My first 14er climbed- Mt. Democrat in the Mosquito Range, CO on a "hard down day" during NASA's DISCOVER-AQ Colorado mission

Gina Mazzuca

Office CSS 4339
Email Email Me

Hometown Pottsville, PA
Education University of Maryland, College Park: Ph.D. (in progress); M.S. Atmospheric and Oceanic Science (2016)
Millersville University of Pennsylvania: B.S. Meteorology, Minor: Physics (2013)
Advisor Pickering/Dickerson

Academic Career

I graduated from Millersville University of Pennsylvania in May, 2013 with a B.S. in Meteorology and a minor in physics. During that time I took part in NASA's DISCOVER-AQ project in Edgewood, MD (2011) and Huron, CA (2013). Our group provided vertical profiles by use of a tethered balloon system as well as surface and sounding observations. The instrumental platform I worked with in support of boundary layer and atmospheric chemistry research included radiosondes, tethersondes, micropulse lidar, 10 meter surface flux tower, acoustic sodar and RASS extension, trace gas analyzers, nephelometer, condensation particle counter, and PM2.5 conc DustTrak.

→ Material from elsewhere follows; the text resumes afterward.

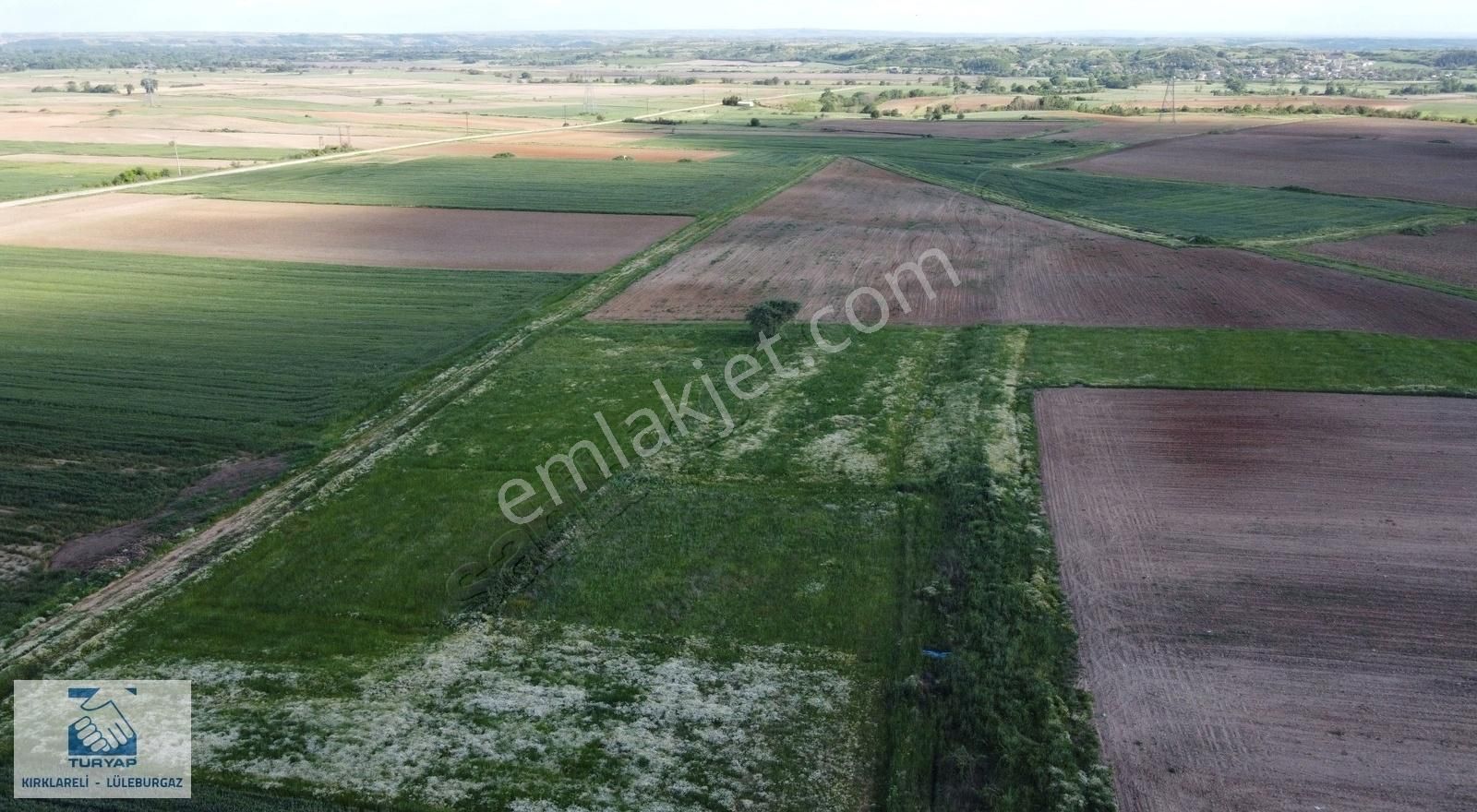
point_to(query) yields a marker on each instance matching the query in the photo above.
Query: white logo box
(102, 738)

In summer 2012 I was a participant in the University of Alabama / NASA Marshall's REU program where I focused on relating meteorological data with theories of relativistic runaway associated with terrestrial gamma-ray flashes.

I participated in the final deployment of NASA's DISCOVER-AQ mission in July/August 2014 in Golden, CO where I conditioned and deployed NO2 sondes developed by the Royal Netherlands Meteorological Institute (KNMI) on Millersville's tethered balloon and NASA's P-3B aircraft.

I received my M.S. in Atmospheric and Oceanic Science from UMD in Spring 2016. Currently, I'm working on high-resolution WRF-Chem simulations to recreate single and multicellular convection (and its associated chemistry) observed during DISCOVER-AQ deployments with the use of lightning data assimilation techniques. I am specifically interested in mixing, transport, and redistribution of trace gases that are influenced by deep convection and its implications on surface air quality and UT radiative forcing. Additionally, I am exploring different nudging/DA techniques in WRF to simulate "pop-up" single cellular convection.

In Fall 2016, I interned at the Office of Science and Technology Policy (OSTP) in the Environment and Energy Division during the final months of the Obama Administration.

Other Interests

Outside of atmospheric science, I enjoy going to concerts, watching sports (specifically basketball), writing/playing piano music, touring breweries, wine tasting, and traveling. I'm also a member of the University of Maryland's Club Water Polo team.